Set it on fire, the titanium, charcoal, potassium perchlorate and dextrin. In your hand, you hold a sparkler, innocuously dangerous: a light to represent yourself.
So you write your name in the air with white-hot, impermanent ink. In a few seconds, it will be smoke. A few years go by, and your memories of this night, one Fourth of July of your childhood, will be one layer of a palimpsest on which new years are laid. Each year that follows is partially erased, too, to make way for more memories.
That is, unless you’re Kyle Morton, who sings of a fateful summer night in a northern state, a night now locked in the song “The Lake,” off Typhoon‘s 2013 album White Lighter.
“A sparkler in my hand, I went after them (as they went out into the night) / I wandered down to a quiet place where the grass grew tall as it met the lake / There was a different bug, must have bit my leg, though I never saw him.”
“I write about this illness that kind of came to me when I was a kid,” Morton told Hear Nebraska’s Bridget McQuillan, alluding to the Lyme disease he contracted, “but I also write about my love life as a teenager and how all of these things sort of intersected and caused a lot of complications.
“It just played a big role in how I viewed myself. And when you’re young, this idea of self-image is both important or ethereal and unsubstantial. Basically, I wanted to write about that and what actually happened to me and how it made me how I am today.”
At The Waiting Room on Tuesday, Typhoon returned to Omaha carrying the light of candles stuck in cupcakes. In celebration of violinist Jen Hufnagel — one of two violinists, and one of the band’s 11 members — Morton led a room about three-quarters full through a sweetly sincere rendition of “Happy Birthday,” which stood as one-half of a centerpiece among most of White Lighter’s tracks and a couple songs off previous albums.

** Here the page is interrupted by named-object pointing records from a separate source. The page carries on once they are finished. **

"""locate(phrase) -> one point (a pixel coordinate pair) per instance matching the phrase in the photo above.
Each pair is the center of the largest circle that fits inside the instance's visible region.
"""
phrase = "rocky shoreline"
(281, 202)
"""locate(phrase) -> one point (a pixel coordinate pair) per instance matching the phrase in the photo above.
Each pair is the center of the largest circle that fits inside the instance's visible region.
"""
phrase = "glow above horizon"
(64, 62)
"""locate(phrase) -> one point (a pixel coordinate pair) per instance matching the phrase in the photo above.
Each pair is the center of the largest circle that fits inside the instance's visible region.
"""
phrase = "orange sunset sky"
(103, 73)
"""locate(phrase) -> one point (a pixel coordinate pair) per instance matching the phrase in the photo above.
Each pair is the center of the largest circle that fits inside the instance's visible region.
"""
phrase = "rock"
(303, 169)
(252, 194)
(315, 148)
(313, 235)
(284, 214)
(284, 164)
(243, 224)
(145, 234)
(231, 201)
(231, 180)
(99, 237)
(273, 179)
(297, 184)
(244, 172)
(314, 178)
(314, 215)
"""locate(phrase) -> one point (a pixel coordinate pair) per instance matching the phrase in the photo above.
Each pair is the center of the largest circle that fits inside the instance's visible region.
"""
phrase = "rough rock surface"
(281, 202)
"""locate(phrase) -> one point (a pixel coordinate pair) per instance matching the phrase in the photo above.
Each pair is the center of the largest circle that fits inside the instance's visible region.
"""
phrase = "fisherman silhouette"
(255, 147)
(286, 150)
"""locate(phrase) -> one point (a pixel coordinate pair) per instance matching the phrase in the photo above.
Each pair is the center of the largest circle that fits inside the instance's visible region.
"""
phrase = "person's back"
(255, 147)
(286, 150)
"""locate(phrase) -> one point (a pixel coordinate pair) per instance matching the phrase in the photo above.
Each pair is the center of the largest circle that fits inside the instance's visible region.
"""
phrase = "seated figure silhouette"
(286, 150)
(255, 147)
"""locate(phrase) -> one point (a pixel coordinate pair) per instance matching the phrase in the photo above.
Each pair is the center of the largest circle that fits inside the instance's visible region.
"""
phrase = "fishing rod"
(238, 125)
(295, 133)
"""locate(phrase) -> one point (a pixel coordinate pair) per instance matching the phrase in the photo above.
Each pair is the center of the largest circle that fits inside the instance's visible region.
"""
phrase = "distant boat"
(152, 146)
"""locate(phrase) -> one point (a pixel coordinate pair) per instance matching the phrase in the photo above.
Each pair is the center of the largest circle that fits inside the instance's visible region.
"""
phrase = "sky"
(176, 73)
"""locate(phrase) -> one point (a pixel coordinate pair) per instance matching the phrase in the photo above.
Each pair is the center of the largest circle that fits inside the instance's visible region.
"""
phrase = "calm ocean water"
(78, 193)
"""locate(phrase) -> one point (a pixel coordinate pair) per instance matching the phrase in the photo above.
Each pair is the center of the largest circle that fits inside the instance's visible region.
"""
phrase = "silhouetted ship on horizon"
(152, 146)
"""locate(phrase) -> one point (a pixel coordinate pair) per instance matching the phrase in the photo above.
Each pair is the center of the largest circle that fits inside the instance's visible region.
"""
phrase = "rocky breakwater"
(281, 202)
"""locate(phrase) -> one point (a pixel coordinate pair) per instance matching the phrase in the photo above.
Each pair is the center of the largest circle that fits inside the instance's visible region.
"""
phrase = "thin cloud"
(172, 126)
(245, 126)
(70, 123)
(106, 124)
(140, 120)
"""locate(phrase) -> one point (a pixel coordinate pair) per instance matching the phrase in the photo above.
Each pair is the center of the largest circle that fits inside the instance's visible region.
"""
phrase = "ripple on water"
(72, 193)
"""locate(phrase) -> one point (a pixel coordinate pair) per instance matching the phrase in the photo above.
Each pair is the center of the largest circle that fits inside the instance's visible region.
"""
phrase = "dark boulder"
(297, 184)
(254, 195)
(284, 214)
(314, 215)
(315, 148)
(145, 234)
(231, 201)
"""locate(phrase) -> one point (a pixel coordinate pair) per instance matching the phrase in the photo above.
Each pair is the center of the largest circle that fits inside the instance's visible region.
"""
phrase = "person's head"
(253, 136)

The second half of that centerpiece comprised the song “Dreams of Cannibalism,” and a singalong of its one-time-only refrain. Testament to the audience’s devotion to the band, that refrain’s three somewhat-hard-to-remember lines paid off when we shouted them out verbatim, more than two minutes after Morton’s instruction.
Like the chemical reactions of a firework slowed down, Typhoon succeeded in moving its audience by building songs piece-by-piece, each line of lyrics containing more or fewer syllables than the last, each melodic line existing on its own within the universe they create. What a beautiful white light they made.